Beyond Prompting: An Efficient Embedding Framework for Open-Domain Question Answering
This work addresses efficiency and performance issues in open-domain question answering for users of large language models, representing an incremental improvement over existing retriever-reader pipelines.
The paper tackled the problem of high computational overhead and suboptimal retrieval in open-domain question answering by proposing EmbQA, an embedding-level framework that refines query representations and introduces exploratory embeddings, achieving substantial improvements in accuracy and efficiency across multiple benchmarks.
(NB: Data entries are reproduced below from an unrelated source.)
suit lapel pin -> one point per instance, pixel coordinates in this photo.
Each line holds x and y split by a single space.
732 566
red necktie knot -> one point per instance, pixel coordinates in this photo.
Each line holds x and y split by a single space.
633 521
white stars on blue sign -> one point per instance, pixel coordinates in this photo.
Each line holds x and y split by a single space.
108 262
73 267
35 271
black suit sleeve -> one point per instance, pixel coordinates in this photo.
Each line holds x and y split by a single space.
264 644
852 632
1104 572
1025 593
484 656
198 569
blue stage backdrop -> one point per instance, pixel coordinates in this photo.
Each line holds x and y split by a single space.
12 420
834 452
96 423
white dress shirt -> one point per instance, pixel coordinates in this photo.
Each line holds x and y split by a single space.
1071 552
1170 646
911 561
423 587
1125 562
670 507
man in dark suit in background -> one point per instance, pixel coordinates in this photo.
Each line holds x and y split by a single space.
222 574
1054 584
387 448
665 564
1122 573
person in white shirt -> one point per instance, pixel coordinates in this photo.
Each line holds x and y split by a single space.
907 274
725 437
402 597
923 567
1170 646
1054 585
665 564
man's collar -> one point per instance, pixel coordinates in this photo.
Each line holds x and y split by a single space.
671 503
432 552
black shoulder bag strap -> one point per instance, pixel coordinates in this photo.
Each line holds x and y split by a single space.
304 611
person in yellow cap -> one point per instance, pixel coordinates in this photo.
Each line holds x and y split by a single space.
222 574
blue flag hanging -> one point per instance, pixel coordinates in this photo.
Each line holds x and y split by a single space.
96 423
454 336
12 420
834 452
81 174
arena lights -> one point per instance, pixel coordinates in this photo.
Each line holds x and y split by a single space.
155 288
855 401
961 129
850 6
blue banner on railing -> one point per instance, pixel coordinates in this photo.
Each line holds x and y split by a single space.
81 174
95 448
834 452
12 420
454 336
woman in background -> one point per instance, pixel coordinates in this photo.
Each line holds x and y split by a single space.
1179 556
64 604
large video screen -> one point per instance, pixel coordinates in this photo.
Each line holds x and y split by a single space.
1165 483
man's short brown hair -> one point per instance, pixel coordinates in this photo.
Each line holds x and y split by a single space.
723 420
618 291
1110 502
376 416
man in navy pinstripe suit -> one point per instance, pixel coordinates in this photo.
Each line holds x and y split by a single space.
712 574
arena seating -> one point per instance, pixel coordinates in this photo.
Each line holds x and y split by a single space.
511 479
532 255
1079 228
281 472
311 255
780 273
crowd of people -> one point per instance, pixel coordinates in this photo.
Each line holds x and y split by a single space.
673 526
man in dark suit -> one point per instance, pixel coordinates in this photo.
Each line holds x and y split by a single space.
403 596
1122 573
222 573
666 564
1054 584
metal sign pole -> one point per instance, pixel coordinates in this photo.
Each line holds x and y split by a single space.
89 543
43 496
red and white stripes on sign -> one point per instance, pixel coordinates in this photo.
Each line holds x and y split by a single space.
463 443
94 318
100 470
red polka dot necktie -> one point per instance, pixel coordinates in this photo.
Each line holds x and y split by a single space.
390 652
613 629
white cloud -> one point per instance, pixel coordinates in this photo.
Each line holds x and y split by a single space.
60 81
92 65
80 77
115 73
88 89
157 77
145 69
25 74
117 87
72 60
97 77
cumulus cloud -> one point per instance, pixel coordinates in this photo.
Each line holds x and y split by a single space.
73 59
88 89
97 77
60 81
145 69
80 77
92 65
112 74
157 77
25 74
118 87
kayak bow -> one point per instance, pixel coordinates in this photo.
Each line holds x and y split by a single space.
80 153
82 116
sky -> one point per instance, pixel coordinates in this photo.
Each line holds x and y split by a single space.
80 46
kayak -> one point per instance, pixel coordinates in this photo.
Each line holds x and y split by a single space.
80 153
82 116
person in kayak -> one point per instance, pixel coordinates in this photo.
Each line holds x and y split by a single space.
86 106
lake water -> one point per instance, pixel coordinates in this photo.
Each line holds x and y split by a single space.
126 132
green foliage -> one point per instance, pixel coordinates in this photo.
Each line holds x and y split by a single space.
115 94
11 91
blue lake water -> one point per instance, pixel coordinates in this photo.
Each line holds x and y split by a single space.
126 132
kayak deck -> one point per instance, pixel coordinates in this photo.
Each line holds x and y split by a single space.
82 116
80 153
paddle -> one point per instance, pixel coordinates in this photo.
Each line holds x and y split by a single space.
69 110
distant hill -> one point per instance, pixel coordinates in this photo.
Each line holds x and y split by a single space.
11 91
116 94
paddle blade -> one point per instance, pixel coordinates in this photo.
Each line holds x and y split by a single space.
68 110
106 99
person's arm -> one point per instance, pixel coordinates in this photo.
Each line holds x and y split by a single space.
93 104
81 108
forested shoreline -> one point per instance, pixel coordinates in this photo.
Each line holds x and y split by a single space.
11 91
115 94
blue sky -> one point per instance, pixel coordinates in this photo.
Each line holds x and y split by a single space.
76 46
Large language models have recently pushed open domain question answering (ODQA) to new frontiers. However, prevailing retriever-reader pipelines often depend on multiple rounds of prompt level instructions, leading to high computational overhead, instability, and suboptimal retrieval coverage. In this paper, we propose EmbQA, an embedding-level framework that alleviates these shortcomings by enhancing both the retriever and the reader. Specifically, we refine query representations via lightweight linear layers under an unsupervised contrastive learning objective, thereby reordering retrieved passages to highlight those most likely to contain correct answers. Additionally, we introduce an exploratory embedding that broadens the model's latent semantic space to diversify candidate generation and employs an entropy-based selection mechanism to choose the most confident answer automatically. Extensive experiments across three open-source LLMs, three retrieval methods, and four ODQA benchmarks demonstrate that EmbQA substantially outperforms recent baselines in both accuracy and efficiency.